Surgical risk persists for patients who’ve had COVID

Vanderbilt researchers report that the trend of decreasing postoperative risk for people who have had COVID persists longer than previously known, for as long as 13 months after COVID.

 

by Paul Govern

When patients undergo any type of surgery after having had COVID, their odds of significant postoperative problems diminish with elapsed time from COVID diagnosis.

Researchers at Vanderbilt University Medical Center now report that this trend of decreasing risk persists longer than previously known, for as long as 13 months after COVID. Their report appeared Dec. 14 in JAMA Network Open.

The researchers used electronic health record data from 3,997 adult surgical patients with a history of SARS-CoV-2 infection who underwent surgery at VUMC from March 2020 to December 2021. Time from COVID diagnosis to surgery was a median of 98 days.

The team analyzed composite odds of various cardiovascular problems within 30 days following surgery: deep venous thrombosis, pulmonary embolism, cerebrovascular accident, myocardial injury, acute kidney injury, and death.

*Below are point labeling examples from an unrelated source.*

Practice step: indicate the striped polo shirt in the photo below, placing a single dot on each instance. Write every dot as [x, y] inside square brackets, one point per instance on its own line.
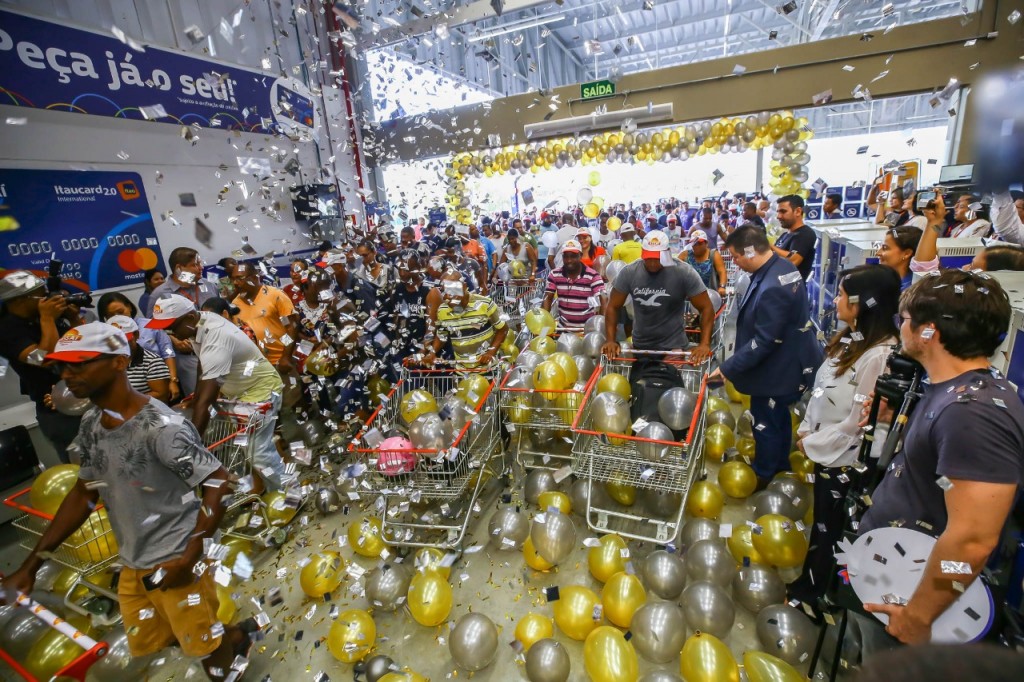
[574, 295]
[471, 330]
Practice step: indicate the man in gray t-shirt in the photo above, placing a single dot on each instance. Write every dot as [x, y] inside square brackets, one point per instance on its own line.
[660, 287]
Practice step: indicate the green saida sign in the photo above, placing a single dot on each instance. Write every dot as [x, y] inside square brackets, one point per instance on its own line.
[597, 89]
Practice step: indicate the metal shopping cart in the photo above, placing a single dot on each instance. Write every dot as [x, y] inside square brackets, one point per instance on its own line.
[660, 471]
[229, 437]
[430, 495]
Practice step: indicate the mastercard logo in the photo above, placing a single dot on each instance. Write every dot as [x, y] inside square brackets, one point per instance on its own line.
[136, 260]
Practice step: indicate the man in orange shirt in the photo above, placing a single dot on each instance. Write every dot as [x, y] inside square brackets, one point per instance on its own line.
[269, 313]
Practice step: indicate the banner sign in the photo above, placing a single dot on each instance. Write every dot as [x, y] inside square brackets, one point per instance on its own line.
[97, 222]
[44, 65]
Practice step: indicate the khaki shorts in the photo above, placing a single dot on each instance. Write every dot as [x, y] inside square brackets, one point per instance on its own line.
[158, 619]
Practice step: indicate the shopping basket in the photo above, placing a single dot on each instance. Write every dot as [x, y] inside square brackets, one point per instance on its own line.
[430, 505]
[621, 460]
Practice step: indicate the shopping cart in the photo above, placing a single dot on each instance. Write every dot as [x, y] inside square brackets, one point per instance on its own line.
[515, 297]
[229, 437]
[540, 424]
[662, 478]
[431, 504]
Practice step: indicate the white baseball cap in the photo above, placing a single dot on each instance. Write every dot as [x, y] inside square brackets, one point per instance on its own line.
[167, 310]
[88, 342]
[124, 323]
[654, 243]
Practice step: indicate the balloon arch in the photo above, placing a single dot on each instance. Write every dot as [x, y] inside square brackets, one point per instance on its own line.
[786, 135]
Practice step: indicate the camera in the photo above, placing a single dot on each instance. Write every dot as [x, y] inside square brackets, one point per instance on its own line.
[81, 299]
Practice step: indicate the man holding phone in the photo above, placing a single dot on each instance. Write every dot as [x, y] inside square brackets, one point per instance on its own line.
[165, 496]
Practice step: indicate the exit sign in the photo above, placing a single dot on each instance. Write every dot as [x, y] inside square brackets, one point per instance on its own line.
[597, 89]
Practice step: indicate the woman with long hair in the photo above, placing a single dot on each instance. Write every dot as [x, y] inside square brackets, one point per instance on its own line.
[829, 433]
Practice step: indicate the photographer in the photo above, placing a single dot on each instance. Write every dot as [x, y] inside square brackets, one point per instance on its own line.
[32, 322]
[962, 460]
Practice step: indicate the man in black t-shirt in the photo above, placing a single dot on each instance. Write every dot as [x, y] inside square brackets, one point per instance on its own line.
[797, 244]
[962, 463]
[32, 323]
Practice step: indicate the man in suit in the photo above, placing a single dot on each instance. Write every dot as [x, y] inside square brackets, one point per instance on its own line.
[776, 352]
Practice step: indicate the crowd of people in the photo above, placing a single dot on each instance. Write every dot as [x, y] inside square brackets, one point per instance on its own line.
[354, 311]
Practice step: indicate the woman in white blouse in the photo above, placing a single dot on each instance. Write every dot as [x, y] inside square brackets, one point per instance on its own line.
[829, 435]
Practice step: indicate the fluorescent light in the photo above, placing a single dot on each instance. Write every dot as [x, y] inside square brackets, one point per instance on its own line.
[512, 28]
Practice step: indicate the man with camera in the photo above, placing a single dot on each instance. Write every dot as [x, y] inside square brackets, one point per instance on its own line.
[962, 460]
[32, 322]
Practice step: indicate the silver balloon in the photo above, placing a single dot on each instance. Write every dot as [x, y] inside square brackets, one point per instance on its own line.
[676, 408]
[708, 607]
[722, 417]
[429, 431]
[664, 573]
[757, 587]
[658, 631]
[377, 667]
[508, 529]
[328, 501]
[660, 504]
[387, 586]
[538, 481]
[770, 502]
[554, 537]
[592, 343]
[696, 529]
[711, 560]
[66, 402]
[473, 642]
[786, 632]
[610, 413]
[800, 494]
[654, 431]
[569, 343]
[118, 664]
[547, 661]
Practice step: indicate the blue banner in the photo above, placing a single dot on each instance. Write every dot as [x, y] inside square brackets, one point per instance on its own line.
[44, 65]
[97, 222]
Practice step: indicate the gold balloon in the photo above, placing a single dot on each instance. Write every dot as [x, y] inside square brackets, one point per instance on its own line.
[94, 540]
[473, 389]
[429, 599]
[366, 536]
[741, 547]
[278, 510]
[51, 486]
[565, 361]
[707, 658]
[761, 667]
[532, 628]
[737, 479]
[779, 542]
[608, 657]
[532, 559]
[416, 402]
[543, 344]
[620, 492]
[706, 500]
[430, 558]
[226, 608]
[323, 574]
[606, 559]
[351, 636]
[555, 499]
[573, 611]
[622, 596]
[548, 378]
[718, 438]
[615, 383]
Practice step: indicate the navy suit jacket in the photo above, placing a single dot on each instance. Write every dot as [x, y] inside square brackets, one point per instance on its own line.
[776, 350]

The incidence of this 30-day composite outcome dropped steeply at first, from approximately 18% to 10% over the first 100 days after COVID diagnosis. It then proceeded to dwindle steadily for the next 10 months, reaching approximately 8% after 400 days from COVID diagnosis. The rate of decreasing risk was unaffected by patients’ COVID-19 vaccination status.

Robert Freundlich, MD

“Compared to previous population studies of this issue, ours is distinguished for tracking surgical outcomes more broadly and using a longer time horizon from COVID diagnosis,” said Robert Freundlich, MD, MSCI, associate professor of Anesthesiology and Biomedical Informatics, who led the study with critical care medicine fellow John Bryant, MD.

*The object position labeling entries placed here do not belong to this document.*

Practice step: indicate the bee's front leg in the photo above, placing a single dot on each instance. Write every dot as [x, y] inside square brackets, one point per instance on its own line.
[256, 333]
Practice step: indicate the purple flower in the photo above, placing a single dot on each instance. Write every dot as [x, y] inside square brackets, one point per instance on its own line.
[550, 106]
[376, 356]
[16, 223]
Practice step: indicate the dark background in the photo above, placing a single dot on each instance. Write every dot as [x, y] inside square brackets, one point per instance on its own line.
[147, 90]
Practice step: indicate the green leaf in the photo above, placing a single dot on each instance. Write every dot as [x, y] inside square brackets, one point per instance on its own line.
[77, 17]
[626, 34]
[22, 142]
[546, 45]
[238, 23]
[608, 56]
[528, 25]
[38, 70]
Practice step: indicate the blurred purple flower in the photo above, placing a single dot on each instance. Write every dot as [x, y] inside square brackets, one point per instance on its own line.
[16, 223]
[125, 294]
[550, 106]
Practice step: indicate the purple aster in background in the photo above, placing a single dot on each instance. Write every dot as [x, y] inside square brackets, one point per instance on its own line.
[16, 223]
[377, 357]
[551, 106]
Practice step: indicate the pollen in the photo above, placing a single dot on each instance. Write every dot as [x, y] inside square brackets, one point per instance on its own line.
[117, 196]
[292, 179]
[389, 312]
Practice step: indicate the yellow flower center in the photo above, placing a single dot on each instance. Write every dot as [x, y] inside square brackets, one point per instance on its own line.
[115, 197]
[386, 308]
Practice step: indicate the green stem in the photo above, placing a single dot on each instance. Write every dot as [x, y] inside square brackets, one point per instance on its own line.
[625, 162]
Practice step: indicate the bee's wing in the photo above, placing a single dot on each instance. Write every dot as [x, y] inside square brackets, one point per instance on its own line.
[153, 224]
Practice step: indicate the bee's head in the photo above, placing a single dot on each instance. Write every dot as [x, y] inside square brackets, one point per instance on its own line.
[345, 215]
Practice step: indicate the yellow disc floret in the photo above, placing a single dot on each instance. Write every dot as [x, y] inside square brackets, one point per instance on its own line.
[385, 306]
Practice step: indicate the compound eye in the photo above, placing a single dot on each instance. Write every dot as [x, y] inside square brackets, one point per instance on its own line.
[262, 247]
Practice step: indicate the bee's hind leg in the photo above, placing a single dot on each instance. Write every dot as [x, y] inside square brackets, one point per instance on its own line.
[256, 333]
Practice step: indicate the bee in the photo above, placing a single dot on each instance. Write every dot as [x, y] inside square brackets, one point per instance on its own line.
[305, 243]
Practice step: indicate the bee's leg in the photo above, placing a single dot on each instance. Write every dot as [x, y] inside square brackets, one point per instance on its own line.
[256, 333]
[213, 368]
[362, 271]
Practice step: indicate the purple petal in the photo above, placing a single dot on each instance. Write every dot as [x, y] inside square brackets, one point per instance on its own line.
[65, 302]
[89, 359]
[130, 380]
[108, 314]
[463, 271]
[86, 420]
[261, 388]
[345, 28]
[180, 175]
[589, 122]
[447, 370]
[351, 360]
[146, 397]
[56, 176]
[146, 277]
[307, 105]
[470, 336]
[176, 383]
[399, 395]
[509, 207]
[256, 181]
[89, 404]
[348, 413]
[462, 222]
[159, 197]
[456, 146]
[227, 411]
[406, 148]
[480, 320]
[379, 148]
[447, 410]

“As we were midway in our study, based on postoperative pulmonary outcomes one medical society issued a recommendation to delay surgery after COVID-19 by up to 12 weeks in more severe cases of COVID,” Freundlich said. “Meanwhile, with respect to this range of cardiovascular problems, in our data we were surprised to find a trend of subsiding risk still discernable more than a year after COVID diagnosis.

“In a given patient’s case, many considerations can influence when surgery should best occur, and our results provide further indication that doctors and patients would do well to include proximity to COVID in their thinking.”

Others on the study include Christina Boncyk, MD, MPH, Kimberly Rengel, MD, Vivian Doan, MD, Connor Snarskis, MD, Matthew McEvoy, MD, Karen McCarthy, EdD, Gen Li, MS, and Warren Sandberg, MD, PhD. The study was supported by the National Institutes of Health (HL148640).